Beth Cohen, a Verizon distinguished technical staff member, underlined this point in her keynote. Cohen credited OpenStack for enabling Verizon to make 4G LTE available to 98 percent of the US population and growing Verizon’s internet scope to six continents.
“OpenStack,” Cohen said, “is no longer just at the data center. Customers want security of network services and OpenStack provides us standardized management tools and open application interfaces (API)s, which enables us to quickly and easily build out virtual network services that can be placed in legacy environments.” This saves Verizon, and its telecomm competitors, vast deployment and maintenance costs.
Companies also find that OpenStack private clouds can save them money over public ones. Snapdeal, an online retailer, for instance, saved 75 percent by moving to an OpenStack cloud. In part, that’s because private clouds have evolved. Sure, for generic jobs, the big public Infrastructure-as-a-Service (IaaS) clouds like Amazon Web Services (AWS) can reduce IT spending, but if you want to customize a cloud and cut costs, OpenStack is a winner.
Today, besides the in-house private cloud, private-hosted private cloud model, there’s the remotely managed private cloud, AKA or Private-Cloud-as-a-Service. These newer models make it easier to small businesses to invest in a cloud that meets their exact needs.
In his keynote, Mirantis co-founder Boris Renski, said “The term private cloud is a toxic word in the enterprise.
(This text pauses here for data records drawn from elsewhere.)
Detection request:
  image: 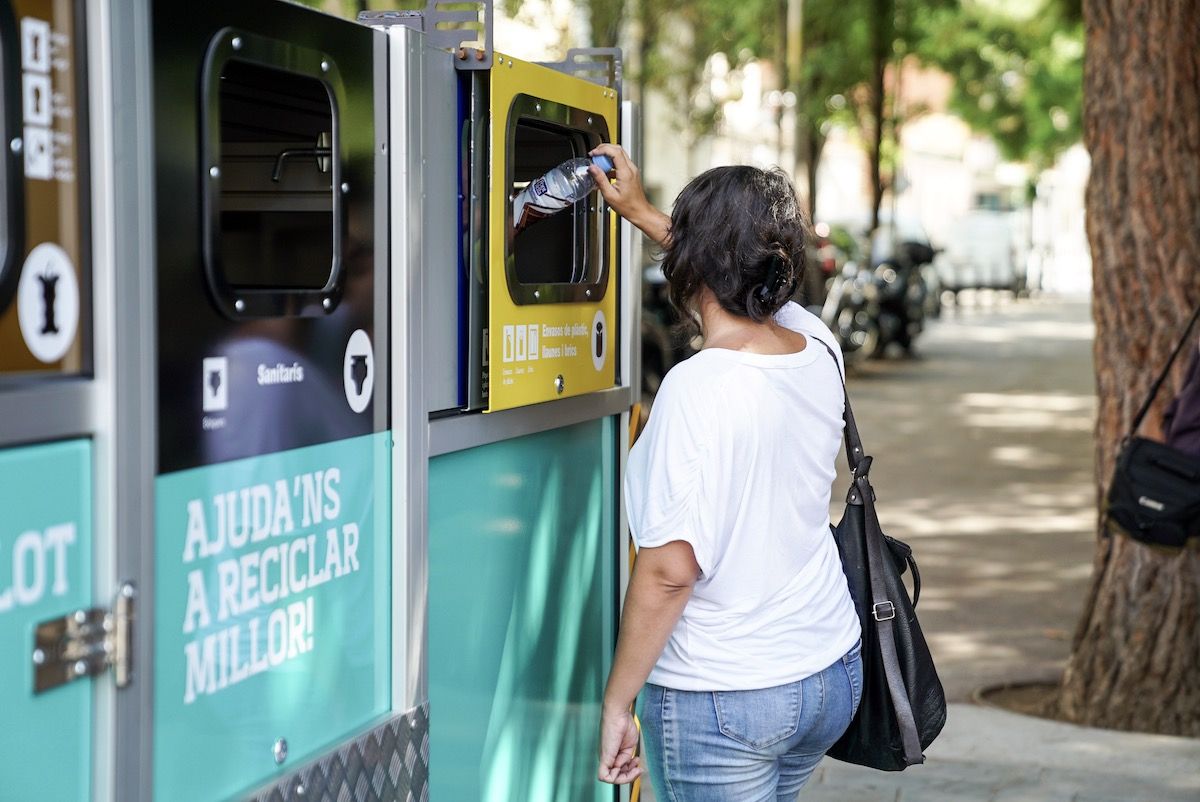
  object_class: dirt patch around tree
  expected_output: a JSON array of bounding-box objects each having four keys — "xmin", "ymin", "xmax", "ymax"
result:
[{"xmin": 971, "ymin": 681, "xmax": 1064, "ymax": 722}]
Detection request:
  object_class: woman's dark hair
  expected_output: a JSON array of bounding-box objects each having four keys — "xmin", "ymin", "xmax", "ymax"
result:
[{"xmin": 662, "ymin": 166, "xmax": 808, "ymax": 328}]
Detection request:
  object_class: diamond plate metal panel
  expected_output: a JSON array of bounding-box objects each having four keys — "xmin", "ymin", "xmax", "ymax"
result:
[{"xmin": 246, "ymin": 702, "xmax": 430, "ymax": 802}]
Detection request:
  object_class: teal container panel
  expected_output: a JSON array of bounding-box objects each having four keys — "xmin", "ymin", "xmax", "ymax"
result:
[
  {"xmin": 154, "ymin": 432, "xmax": 391, "ymax": 802},
  {"xmin": 428, "ymin": 419, "xmax": 617, "ymax": 802},
  {"xmin": 0, "ymin": 439, "xmax": 92, "ymax": 802}
]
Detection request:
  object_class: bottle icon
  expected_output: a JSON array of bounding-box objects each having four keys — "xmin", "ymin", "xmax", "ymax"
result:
[
  {"xmin": 37, "ymin": 270, "xmax": 61, "ymax": 334},
  {"xmin": 350, "ymin": 354, "xmax": 371, "ymax": 395},
  {"xmin": 512, "ymin": 155, "xmax": 612, "ymax": 232}
]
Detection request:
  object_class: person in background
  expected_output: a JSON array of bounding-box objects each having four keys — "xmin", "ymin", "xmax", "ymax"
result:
[{"xmin": 592, "ymin": 145, "xmax": 863, "ymax": 802}]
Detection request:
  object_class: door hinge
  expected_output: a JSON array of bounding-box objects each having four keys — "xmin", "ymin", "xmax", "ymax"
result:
[{"xmin": 31, "ymin": 582, "xmax": 137, "ymax": 694}]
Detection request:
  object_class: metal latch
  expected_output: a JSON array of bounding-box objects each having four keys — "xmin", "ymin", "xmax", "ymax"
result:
[{"xmin": 32, "ymin": 582, "xmax": 137, "ymax": 694}]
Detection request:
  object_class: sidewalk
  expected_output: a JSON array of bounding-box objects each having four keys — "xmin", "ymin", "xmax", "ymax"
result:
[{"xmin": 799, "ymin": 300, "xmax": 1200, "ymax": 802}]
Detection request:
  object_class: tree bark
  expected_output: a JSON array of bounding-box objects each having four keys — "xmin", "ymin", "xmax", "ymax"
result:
[
  {"xmin": 804, "ymin": 126, "xmax": 824, "ymax": 223},
  {"xmin": 868, "ymin": 0, "xmax": 895, "ymax": 237},
  {"xmin": 1060, "ymin": 0, "xmax": 1200, "ymax": 736}
]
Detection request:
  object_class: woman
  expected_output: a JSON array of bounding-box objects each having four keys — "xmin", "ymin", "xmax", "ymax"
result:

The reason is because private cloud evolved to become a marketing term that unfortunately from time to time is associated with failure.” But, if you zero in on what a private cloud can do for you with a “managed open cloud as a service that focuses on the right problems,” OpenStack private clouds, with their many open-source, open API, elements are ideal for this.
For example, OpenStack users are adopting containers far faster than the rest of enterprise cloud users, according to 451 Research‘s count. By late 2016, 55 percent of OpenStack users were using containers, compared to only 17 percent of other cloud users.
To help its container growth, OpenStack users are also adopting Kubernetes for container manager at a rapid rate. Forty-five percent of OpenStack companies have deployed Kubernetes as an application tool. This is more than double the adoption of other tools such as OpenShift, which incorporates Kubernetes and Cloud Foundry. What this tell us is OpenStack adopters are saving money using containers far more so than other cloud users.
Put it all together and OpenStack can often cost less while doing more for businesses that need more than generalized, one-size fits all, public cloud services.